Successive economic stimulus and lower funding costs have prompted us to revisit our valuation metrics, notwithstanding a plunge in 2020 earnings. We upgrade Nestle (TP: RM134.00), Aeon (TP: RM1.05) and Heineken (TP: RM21.30) to HOLD while we maintain our BUY ratings for QL Resources (TP: RM10.30) and Ajinomoto (TP: RM17.00) at higher TPs. Going into 2H20, our preference is still for the staple food producers whilst we retain our cautious stance on retail, tobacco and brewery counters given lingering uncertainties in the absence of an effective vaccine that may hamper growth well into 2021, in our view.

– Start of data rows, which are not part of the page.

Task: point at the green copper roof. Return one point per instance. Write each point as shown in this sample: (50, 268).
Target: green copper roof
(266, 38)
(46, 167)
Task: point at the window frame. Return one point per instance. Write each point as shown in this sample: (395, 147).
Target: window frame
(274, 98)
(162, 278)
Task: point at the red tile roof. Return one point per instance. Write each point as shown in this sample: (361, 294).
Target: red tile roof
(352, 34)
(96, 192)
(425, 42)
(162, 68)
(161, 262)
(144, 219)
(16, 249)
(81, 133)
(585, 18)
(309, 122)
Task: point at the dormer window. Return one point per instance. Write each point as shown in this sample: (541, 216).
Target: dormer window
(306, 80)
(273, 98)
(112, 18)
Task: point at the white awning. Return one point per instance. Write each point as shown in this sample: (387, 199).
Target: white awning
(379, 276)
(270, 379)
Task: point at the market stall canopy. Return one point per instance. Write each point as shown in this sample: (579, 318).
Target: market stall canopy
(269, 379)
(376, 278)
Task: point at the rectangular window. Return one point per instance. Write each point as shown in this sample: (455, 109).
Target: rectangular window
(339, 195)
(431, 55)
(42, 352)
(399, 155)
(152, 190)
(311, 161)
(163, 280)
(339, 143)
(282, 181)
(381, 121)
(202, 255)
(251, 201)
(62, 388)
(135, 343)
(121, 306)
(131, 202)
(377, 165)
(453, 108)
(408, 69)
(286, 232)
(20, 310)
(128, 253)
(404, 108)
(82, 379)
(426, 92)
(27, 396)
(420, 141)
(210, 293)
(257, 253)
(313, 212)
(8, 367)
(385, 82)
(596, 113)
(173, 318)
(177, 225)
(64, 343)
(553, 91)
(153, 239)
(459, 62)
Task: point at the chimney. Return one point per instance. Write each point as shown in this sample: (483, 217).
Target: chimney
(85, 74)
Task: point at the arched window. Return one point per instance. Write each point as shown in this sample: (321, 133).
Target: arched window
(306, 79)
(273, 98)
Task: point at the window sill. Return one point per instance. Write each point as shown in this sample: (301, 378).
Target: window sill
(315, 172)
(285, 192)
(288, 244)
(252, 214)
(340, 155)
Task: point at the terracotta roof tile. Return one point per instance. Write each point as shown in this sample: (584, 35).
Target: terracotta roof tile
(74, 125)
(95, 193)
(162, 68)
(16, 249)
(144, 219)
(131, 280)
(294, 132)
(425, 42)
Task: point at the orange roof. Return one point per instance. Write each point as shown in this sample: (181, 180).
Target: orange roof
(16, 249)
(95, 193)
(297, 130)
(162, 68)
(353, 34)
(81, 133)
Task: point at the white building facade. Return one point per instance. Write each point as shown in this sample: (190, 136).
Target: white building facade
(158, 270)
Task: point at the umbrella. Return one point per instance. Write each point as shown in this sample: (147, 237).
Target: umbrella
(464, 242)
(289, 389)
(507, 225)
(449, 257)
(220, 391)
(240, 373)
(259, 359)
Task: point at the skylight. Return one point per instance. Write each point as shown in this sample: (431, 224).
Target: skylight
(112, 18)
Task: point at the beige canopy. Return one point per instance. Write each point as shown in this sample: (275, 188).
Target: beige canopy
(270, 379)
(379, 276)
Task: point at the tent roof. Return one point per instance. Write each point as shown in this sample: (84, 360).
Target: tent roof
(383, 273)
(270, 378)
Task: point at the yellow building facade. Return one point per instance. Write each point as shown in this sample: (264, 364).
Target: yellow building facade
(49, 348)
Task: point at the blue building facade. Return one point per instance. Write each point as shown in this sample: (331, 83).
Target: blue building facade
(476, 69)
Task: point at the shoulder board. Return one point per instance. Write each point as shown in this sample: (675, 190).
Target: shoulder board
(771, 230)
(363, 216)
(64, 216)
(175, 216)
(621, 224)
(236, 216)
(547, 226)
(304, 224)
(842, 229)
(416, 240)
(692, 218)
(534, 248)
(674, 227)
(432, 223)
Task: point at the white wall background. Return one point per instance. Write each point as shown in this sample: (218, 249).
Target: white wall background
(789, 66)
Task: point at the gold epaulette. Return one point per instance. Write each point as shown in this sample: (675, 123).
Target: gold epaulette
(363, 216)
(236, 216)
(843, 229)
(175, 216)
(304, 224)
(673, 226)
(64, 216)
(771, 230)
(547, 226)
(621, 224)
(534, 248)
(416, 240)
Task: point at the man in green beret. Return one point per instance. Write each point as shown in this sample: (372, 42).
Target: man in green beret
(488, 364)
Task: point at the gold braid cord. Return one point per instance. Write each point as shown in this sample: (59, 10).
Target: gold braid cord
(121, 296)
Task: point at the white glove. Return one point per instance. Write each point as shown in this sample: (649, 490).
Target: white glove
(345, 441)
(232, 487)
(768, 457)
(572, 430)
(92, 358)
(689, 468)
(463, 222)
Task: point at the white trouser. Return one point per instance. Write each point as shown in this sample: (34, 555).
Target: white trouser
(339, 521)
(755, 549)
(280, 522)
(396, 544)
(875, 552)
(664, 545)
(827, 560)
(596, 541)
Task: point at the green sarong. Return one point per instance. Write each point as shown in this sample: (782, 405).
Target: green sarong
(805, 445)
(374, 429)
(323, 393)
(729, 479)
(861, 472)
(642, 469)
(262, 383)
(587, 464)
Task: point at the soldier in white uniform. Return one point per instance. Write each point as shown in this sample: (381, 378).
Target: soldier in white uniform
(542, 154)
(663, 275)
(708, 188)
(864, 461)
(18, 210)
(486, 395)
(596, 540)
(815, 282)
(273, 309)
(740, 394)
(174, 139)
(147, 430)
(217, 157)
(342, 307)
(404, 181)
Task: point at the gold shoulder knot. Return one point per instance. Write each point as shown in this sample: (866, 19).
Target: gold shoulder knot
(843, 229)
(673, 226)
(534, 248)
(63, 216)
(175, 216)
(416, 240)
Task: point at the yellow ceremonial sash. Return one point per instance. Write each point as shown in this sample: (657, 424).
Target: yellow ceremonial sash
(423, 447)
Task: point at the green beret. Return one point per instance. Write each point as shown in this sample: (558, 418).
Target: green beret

Following the latest RM35bn PENJANA stimulus, total economic stimulus packages now amount to the tune of RM295bn, of which c.RM13bn is in the form of direct cash assistance (excluding other broad-based incentives). We believe this augurs well in supporting overall consumer spending, but more so on essential goods and staple food items.
We expect the impact from Covid-19 to set aggregate core earnings back by -14.3% for 2020, based on our estimates. Most stocks under our coverage are expected to succumb to an earnings decline, with the sole exception of QL Resources, where we expect a modest growth of 5.4% yoy for 2020E. For 2021E, we project sector core earnings to recover by c.13%, led by large-cap staples such as Nestle, PPB and QL Resources. While a rebound off a low base is also likely imminent for retailers, tobacco and brewery sub-sectors, we envisage a rather protracted recovery as uncertainties still linger in the absence of an effective vaccine. Hence, a return to 2019’s profitability level (or higher) may not materialise until 2022E, in our view.
Notwithstanding a slide in 2020 earnings, we expect: i) ample liquidity owing to successive economic stimulus, ii) lower funding costs from OPR cuts and iii) increased appetite for stocks with a strong track record to remain supportive of valuations. After revisiting our valuation metrics, we upgrade Nestle (TP: RM134.00), Aeon (TP: RM1.05) and Heineken (TP: RM21.30) to HOLD (from Sell). Adding to that, we maintain our BUY ratings, but raise the target prices for both QL Resources (TP: RM10.30) and Ajinomoto (TP: RM17.00). Overall, we remain in favour of staple food producers going into 2H20 but are keeping our cautious stance on retail, tobacco and brewery counters. Maintain NEUTRAL on the sector. Top pick is QL Resources.